Gómez nunca había oído hablar de esa entidad antes de este caso, pero el simple hecho de que un hombre como Thomas conociera una criatura que él no conocía era una señal alarmante. Algo no cuadraba. Y aún más inquietante fue el hecho de que el científico al que fue asignado Thomas durante sus pruebas mostraba un interés inusualmente entusiasta por obtener más información sobre esa criatura. ¿Qué hacía que un profesor acusado de asesinato tuviera acceso a secretos tan oscuros y ocultos que incluso uno de los científicos más prestigiosos del laboratorio 32 estuviera ansioso por descubrirlos?
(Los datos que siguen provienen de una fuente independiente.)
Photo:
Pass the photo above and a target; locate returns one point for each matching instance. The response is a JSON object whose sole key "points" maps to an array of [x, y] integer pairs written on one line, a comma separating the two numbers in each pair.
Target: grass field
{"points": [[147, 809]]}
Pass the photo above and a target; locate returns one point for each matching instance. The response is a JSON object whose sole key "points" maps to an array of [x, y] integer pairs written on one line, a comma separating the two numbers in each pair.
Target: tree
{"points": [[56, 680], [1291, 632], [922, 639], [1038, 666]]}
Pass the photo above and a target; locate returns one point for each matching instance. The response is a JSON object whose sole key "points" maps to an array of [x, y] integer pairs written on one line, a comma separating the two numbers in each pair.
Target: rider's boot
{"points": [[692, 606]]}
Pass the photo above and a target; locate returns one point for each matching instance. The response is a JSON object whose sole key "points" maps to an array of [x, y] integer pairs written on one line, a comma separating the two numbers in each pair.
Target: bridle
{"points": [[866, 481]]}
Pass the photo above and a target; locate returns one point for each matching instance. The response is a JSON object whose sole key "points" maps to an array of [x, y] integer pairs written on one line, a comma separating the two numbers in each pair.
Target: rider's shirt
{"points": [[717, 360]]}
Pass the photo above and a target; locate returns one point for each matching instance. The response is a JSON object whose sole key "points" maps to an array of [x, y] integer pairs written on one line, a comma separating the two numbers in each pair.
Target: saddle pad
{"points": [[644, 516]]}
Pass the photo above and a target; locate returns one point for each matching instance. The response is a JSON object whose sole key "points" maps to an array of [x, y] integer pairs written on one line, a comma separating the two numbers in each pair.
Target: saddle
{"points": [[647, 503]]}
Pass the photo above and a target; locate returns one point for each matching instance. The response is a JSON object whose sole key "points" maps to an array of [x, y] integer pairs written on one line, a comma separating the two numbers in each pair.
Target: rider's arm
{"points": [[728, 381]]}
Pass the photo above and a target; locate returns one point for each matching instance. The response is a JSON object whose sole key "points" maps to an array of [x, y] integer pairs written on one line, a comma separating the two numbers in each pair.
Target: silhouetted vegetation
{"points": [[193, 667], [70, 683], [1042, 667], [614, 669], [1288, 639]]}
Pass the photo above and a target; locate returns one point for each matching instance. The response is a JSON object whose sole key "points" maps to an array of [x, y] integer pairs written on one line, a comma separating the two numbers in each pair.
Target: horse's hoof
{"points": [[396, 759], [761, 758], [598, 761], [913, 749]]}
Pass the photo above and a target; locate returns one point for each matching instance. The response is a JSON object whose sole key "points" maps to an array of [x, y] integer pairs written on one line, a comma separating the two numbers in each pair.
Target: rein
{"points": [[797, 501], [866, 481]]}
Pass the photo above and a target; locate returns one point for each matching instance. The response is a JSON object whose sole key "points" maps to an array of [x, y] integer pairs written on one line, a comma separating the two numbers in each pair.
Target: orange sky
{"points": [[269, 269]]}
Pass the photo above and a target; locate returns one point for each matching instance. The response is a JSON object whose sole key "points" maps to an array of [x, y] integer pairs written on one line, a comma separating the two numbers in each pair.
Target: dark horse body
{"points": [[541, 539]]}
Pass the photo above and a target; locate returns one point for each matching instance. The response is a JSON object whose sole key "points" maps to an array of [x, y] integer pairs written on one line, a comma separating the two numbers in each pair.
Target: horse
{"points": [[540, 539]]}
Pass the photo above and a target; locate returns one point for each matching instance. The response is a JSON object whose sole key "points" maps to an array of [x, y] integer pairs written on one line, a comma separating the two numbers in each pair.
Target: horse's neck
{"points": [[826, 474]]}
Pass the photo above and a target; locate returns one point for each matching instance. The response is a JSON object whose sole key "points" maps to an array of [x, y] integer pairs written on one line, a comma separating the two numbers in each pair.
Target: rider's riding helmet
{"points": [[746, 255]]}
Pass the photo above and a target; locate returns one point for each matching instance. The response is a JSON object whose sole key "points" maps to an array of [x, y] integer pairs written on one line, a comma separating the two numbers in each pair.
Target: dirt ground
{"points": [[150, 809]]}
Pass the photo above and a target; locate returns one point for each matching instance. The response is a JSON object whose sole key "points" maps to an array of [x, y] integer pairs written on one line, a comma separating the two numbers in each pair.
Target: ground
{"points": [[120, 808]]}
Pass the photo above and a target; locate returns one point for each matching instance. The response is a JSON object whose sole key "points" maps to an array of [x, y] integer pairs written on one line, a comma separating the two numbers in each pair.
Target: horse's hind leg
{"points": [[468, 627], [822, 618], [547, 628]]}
Todo esto había pasado inadvertido en su momento, pero ahora esas señales explotaban en la mente de Gómez, conectando cada punto con frustración creciente. Thomas Smith estaba muerto, y con él, la única fuente directa de información peligrosa. Pero había algo más. La grabadora. La había escondido, y si el mejor agente del laboratorio decía que era inencontrable, entonces lo era. Por otro lado, no había cámara en la sala de interrogatorio; la habitación era más antigua que el propio laboratorio y había sido utilizada como centro de tortura durante la última dictadura militar. Evidentemente, no era el lugar adecuado para dejar pistas sobre lo que sucedía dentro. La grabadora era un dispositivo que el interrogador podía usar o no, pero su propósito era para uso personal, no para mantener registros, ya que se asumía que lo que ocurriera en la sala de interrogación no sería precisamente algo legal. El problema, sin embargo, radicaba en la percepción externa: si nadie sospechaba nada inusual sobre el caso de Smith, no habría motivo para buscar la grabadora.
El relato oficial debía permanecer incuestionable: Thomas Smith era un don nadie, un profesor cualquiera que había muerto debido a un abuso de autoridad de parte de un interrogador. Un hombre que fue víctima de la “incompetencia” de los trabajadores del laboratorio 32. Esa era la versión que debía sostenerse, porque lo que realmente había ocurrido no podía ver la luz del día. Smith había muerto por saber demasiado, y eso debía ser enterrado junto con él.